Over two weeks after first being heard in the House Public Health committee, a bill to minimally expand the scope of practice for optometrists passed the entire Arkansas House of Representatives with 70 votes. Sponsor Rep. Jon Eubanks (R – Paris) amended the bill several times to assuage fears from ophthalmologists and the medical society. The bill now heads to the Senate where a battle is expected to continue between optometrists and ophthalmologists. Some procedures that optometrists are trained to do or could receive training for are currently only allowed by ophthalmologists. These minimally invasive procedures have been done by optometrists in Oklahoma for over twenty years with little to no reported issues.
The bill was opposed on the floor by Rep. Stephen Magie (D – Conway) who is a retinal eye surgeon. Magie claimed he had no self interest in opposing the bill. Magie claimed he could take the legislators into a side room and quickly teach them how to do these procedures he was trying to block licensed optometrists from performing. He claimed that didn’t mean they would have the judgement to perform them though.
Rep. Dan Sullivan (R – Jonesboro) pressed Magie on whether any of the 14 states that allow optometrists to perform these procedures have repealed their laws due to any bad outcomes. Magie could not cite any states who stopped the practice but stated that didn’t mean there were not problems.
Rep. Carlton Wing (R – North Little Rock) spoke in favor of the bill, claiming it was a needed deregulation bill done in a safe manner to protect patients. He spoke about how greater access to care would benefit patients and could also lead to lower prices.
Rep.

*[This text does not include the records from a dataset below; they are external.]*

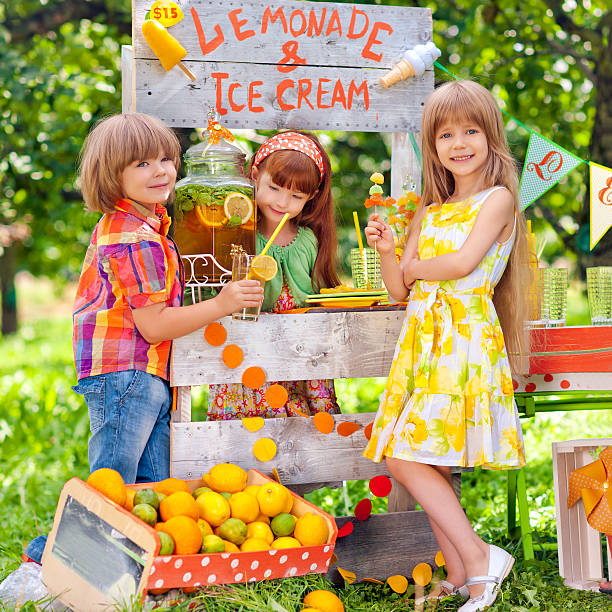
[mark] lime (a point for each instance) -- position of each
(212, 543)
(238, 205)
(147, 496)
(145, 513)
(283, 524)
(167, 544)
(263, 267)
(233, 530)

Deborah Ferguson spoke passionately against the bill, urging people to not simply support the bill because they were friends with the sponsor. Rep. Jack Ladyman (R – Jonesboro), chair of the Public Health committee, then spoke in favor of bill to saying it provides greater access to care for patients. Rep. Bruce Coleman (R – Mountainburg) spoke against the bill.
In his closing, Eubanks assured legislators he would not have run the bill if he thought it could in any way hurt any constituents. He also pointed out that poll numbers cited by Rep. Magie were from a poll from the lobbyists of the medical society and the ophthalmology society (Impact Management Group) and were essentially push polls to get a desired response. Eubanks also pointed out that Magie was apparently referring an old version of the bill and not the one that was currently being debated and voted on.
The bill ultimately passed with 70 votes and now heads to the Senate Public Health Committee.